I realized I could end that book at about the 90,000 word mark, so now I had 1.3 stories. I wrote out most of the 0.3 — maybe to 0.8 of a novel — and then stopped and tried to revise the 1.0 portion. I revised and revised and revised.

Around that time I discovered Scribophile. I hung out on there for maybe a year before I found Ubergroup, a group within Scribophile. I joined Ubergroup and eventually ended up in a sub-group called Noir Are We Normal, where I’ve been for at least 2 years now. This is my crit group — all people who are helping each other learn how to write. We work in 6 week stretches, taking a “fallow” week off, and we try to send out about 3000 words a week. Working with my crit group in Ubergroup is probably the single best thing that’s happened to my writing since I got tenure.

Right now I’m in a bit of a fallow place. I finished Book 1 (the 128,000 word thing), realized it’s actually Book 3 (Maria), and then wrote the real Book 1 (Lisette). I’m currently working on Book 2 (Joana). I’m maybe 20k words into Joana. Meanwhile, work is kicking my butt. It’s been a terrible year for work and I’m exhausted, so I’m not writing as much. In fact, I’m in danger of losing my -er.

I’m supposed to keep a blog to persuade people to be interested in me so they buy these books when (if) they come out. Frankly, the whole idea scares the pants off of me. I am not that likable. In fact, I’m awkward. Socially awkward. Introverted. Not really very good at this whole “hey look at me!!! Buy my stuff!!!” thing. Everyone tells me I have to create a writer platform and build a fan base before I write a book, but the whole idea terrifies me and I don’t see the point in creating a base of people for my writing when I haven’t even published anything yet. Like, what is there to be excited about? I never got excited about a book before it was written unless I was already a fan of that writer’s pre-existing work. And then I’m scared because I feel as if I say anything remotely offensive, people will drag me all over the Internet. Ugh. An introvert’s worst nightmare. I never want to be Internet-famous. Hell no.
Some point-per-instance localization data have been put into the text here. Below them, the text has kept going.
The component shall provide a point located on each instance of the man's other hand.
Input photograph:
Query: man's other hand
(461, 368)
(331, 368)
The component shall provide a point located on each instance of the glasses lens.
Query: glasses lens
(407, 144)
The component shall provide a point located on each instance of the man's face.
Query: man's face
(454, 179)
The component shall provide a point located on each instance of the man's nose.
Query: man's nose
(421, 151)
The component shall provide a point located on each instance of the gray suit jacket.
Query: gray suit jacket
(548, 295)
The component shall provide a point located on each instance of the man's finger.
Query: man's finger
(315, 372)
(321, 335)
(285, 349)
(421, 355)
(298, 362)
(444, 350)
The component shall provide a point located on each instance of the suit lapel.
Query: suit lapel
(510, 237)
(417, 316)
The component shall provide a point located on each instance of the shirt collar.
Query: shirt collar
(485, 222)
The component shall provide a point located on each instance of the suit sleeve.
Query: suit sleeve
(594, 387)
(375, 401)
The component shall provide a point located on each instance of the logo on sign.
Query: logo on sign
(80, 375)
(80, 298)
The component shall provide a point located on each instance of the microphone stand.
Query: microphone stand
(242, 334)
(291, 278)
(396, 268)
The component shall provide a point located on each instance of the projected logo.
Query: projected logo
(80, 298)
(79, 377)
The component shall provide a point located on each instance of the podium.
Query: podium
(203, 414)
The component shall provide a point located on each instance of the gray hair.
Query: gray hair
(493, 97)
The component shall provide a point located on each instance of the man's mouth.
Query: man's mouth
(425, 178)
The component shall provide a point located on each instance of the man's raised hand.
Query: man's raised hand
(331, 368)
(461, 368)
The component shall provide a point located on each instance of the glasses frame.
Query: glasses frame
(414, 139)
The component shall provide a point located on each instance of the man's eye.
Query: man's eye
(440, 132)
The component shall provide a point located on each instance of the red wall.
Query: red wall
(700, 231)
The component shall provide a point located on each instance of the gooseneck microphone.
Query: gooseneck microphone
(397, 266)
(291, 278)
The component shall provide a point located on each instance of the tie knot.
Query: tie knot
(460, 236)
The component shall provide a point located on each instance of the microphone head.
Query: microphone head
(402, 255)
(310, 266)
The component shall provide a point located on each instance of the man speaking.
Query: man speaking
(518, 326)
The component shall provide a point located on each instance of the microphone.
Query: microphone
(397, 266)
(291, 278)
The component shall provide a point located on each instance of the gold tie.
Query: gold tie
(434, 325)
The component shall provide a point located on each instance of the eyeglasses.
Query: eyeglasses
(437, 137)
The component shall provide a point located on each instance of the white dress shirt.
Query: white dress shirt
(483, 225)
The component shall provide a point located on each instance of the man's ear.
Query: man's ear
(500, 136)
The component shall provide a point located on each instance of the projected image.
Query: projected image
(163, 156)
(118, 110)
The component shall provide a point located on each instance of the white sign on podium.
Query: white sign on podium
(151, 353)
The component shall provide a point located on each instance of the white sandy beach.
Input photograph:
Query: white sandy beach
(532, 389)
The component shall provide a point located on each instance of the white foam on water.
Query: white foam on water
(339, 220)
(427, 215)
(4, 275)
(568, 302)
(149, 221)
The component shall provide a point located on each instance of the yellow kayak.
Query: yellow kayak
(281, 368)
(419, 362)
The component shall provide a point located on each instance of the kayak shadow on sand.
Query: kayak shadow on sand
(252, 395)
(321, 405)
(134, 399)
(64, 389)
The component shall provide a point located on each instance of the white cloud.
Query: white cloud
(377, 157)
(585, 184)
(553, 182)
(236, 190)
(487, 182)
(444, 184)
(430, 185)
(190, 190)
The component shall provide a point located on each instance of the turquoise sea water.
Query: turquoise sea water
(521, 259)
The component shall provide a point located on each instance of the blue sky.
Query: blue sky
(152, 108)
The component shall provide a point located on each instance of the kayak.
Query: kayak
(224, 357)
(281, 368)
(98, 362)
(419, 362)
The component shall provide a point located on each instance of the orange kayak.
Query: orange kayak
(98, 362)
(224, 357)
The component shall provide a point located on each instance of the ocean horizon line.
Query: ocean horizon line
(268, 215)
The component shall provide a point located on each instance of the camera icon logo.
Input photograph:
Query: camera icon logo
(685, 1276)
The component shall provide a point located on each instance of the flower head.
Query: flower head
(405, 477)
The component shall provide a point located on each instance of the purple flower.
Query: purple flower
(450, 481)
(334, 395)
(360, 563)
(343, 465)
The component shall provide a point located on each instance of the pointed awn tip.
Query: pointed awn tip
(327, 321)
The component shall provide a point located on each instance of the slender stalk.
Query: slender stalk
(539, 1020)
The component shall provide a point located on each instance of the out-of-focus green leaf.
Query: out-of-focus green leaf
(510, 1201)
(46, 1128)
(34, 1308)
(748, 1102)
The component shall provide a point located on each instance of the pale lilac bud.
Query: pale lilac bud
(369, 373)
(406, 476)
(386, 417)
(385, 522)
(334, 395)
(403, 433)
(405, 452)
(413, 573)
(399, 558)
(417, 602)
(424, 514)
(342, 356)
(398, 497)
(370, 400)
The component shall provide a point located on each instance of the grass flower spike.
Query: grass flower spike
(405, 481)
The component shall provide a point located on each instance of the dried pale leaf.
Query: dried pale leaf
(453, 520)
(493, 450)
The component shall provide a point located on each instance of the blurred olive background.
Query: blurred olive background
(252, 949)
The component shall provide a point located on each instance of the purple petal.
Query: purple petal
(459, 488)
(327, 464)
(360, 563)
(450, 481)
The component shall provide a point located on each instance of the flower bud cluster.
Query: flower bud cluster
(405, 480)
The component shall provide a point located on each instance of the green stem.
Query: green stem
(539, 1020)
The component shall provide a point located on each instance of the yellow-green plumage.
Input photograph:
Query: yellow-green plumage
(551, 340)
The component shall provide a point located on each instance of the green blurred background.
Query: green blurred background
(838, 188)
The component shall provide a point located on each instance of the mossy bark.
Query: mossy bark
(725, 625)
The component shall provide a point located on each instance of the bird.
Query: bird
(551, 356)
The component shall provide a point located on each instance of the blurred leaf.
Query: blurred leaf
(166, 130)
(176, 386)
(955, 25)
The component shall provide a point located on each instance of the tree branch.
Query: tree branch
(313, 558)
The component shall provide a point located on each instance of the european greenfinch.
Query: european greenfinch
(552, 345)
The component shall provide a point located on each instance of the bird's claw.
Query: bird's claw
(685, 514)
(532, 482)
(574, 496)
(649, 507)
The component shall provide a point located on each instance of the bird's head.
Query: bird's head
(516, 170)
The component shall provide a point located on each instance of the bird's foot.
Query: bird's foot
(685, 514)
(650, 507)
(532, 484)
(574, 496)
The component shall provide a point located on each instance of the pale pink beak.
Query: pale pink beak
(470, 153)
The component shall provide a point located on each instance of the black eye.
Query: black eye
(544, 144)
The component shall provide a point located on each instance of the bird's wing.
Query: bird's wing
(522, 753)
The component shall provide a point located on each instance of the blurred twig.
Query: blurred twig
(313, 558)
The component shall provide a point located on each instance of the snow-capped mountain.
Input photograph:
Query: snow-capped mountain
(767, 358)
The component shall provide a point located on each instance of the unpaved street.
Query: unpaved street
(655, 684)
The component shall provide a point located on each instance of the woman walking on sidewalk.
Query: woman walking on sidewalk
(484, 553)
On the other hand, self-censorship is also bad. The Internet is a much less safe place than it was twenty years ago (hello, Geocities!) but you gotta grab the bull by the horns and go for it. Or something. I should resign myself to the possibility of doxxing and death threats and move on from there.

If you’re not interested in me, that’s okay. I’m not that interesting. But I do like to write thousands of words about all the cool stuff I’ve learned about writing, so maybe you’ll find that interesting. And if all else fails, you can laugh at the irony of this blog’s existence.